NYOTAIMORI TOKYO is a team of artists that began Nyotaimori performances in 2015. It aims for artistic expressions by overturning the image that Nyotaimori has had previously, decorating the human body and treating it symbolically alongside food. Even though it has been active for less than 2 years, there have been various responses. For example the viewpoint of “don’t play with your food”. When told I must not do that, I thought about why that is: firstly about what food is, and what play is. I like horse meat and often eat it. Well, are racehorses food? Is horse racing a kind of play that uses food as a tool for gambling? Alternatively, is it only through the process of killing the horse, beautifully slicing it and putting it on a plate that it becomes food? If so, might the essence of food be to beautifully serve and eat it.

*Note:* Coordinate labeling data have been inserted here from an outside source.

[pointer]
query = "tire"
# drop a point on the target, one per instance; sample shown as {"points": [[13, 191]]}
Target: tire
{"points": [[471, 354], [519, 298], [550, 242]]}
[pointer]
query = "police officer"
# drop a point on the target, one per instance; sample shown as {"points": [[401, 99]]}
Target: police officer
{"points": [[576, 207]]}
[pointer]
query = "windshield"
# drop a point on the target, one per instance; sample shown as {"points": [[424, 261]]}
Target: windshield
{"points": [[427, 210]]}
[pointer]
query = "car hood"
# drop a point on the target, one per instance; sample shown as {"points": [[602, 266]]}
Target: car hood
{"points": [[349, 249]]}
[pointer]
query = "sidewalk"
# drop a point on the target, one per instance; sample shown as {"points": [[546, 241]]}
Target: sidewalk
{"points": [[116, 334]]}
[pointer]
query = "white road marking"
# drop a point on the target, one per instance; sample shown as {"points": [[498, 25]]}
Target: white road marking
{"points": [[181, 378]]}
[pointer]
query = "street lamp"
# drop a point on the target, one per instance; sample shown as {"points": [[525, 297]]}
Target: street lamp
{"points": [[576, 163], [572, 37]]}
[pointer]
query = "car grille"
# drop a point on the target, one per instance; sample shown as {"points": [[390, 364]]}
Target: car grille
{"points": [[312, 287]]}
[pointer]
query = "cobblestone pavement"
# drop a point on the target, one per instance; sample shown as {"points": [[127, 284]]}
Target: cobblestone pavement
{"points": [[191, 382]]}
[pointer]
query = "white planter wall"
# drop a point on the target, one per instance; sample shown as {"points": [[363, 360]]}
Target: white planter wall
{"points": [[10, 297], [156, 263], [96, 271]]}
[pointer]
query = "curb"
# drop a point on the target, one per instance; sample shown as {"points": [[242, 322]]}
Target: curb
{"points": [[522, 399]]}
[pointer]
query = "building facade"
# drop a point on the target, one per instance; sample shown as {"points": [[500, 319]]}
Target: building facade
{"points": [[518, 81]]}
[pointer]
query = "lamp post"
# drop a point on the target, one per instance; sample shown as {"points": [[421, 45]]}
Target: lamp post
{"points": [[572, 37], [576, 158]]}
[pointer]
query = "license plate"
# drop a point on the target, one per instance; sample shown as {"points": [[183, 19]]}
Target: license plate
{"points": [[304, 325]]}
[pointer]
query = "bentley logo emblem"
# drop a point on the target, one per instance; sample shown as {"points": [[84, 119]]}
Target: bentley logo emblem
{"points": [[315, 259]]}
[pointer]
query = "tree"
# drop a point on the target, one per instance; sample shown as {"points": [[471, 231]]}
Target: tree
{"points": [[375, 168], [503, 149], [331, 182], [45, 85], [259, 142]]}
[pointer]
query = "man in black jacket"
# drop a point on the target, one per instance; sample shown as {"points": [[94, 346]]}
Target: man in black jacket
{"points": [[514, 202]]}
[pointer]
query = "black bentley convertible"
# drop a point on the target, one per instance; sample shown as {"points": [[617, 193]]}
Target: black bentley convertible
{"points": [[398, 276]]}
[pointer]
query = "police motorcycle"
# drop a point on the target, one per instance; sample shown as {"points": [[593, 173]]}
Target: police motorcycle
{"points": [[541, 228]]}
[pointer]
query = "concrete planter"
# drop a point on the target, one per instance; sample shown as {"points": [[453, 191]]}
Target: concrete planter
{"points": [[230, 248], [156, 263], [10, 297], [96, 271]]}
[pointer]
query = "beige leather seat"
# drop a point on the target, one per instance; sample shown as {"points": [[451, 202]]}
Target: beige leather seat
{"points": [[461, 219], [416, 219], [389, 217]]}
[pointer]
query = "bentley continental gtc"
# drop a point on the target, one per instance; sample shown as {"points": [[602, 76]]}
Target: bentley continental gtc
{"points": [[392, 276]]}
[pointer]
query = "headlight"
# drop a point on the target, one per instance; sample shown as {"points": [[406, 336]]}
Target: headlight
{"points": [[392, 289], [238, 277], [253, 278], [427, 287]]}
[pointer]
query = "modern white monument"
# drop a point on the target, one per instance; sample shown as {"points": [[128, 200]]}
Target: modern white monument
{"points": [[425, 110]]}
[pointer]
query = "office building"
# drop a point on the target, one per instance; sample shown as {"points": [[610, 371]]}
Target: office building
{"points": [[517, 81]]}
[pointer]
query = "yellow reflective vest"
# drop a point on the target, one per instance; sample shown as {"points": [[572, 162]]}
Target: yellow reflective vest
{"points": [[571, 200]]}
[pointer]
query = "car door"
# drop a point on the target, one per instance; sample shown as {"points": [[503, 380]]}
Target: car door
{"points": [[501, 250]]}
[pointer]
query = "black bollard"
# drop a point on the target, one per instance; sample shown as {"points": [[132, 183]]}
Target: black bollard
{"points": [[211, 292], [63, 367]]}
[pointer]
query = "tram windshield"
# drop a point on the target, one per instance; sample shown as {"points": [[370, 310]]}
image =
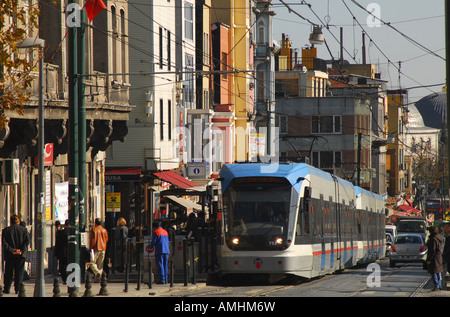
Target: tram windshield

In this way it is plausible that people’s value and genre divisions might be like a stickers, that one affixes and peels off through life. When we are born, we are given life, body and sex. I was living without any doubt as a woman, but in junior high school I encountered transsexuals and learned that there are also people who choose their sex. I felt doubts about living obediently in accordance with the conditions I had been given, and started wanting to try deviating from human prescribed physical form and sex. In our Nyotaimori performances the body that becomes a plate is not permitted to move for tens of minutes, so human functions are mastered and one approaches a non-human state (a plate). One is decorated with flowers and other ornaments, food is served and the meal is taken to the audience. Out of respect to the performers, we prohibit the audience from directly touching the body. This is because as well as being a chic game that realizes fantasies, it is also a ritual performance in which one departs from humanity in various ways.
This photographic collection is a means of breaking down various prejudices by dealing with the taboo of Nyotaimori. In addition to the performances, I thought to visualize the values that NYOTAIMORI TOKYO is trying to express in the form of a photo album. In interpreting or dismantling Nyotaimori from all viewpoints, including sex and race, we are considering what beautiful expression is. I believe there is a magical power that draws the heart to beauty so overwhelming that it shuts out any unpleasant gaze towards the naked body.
It has been a privilege to be able gather that feeling into this volume, and deliver it to you.”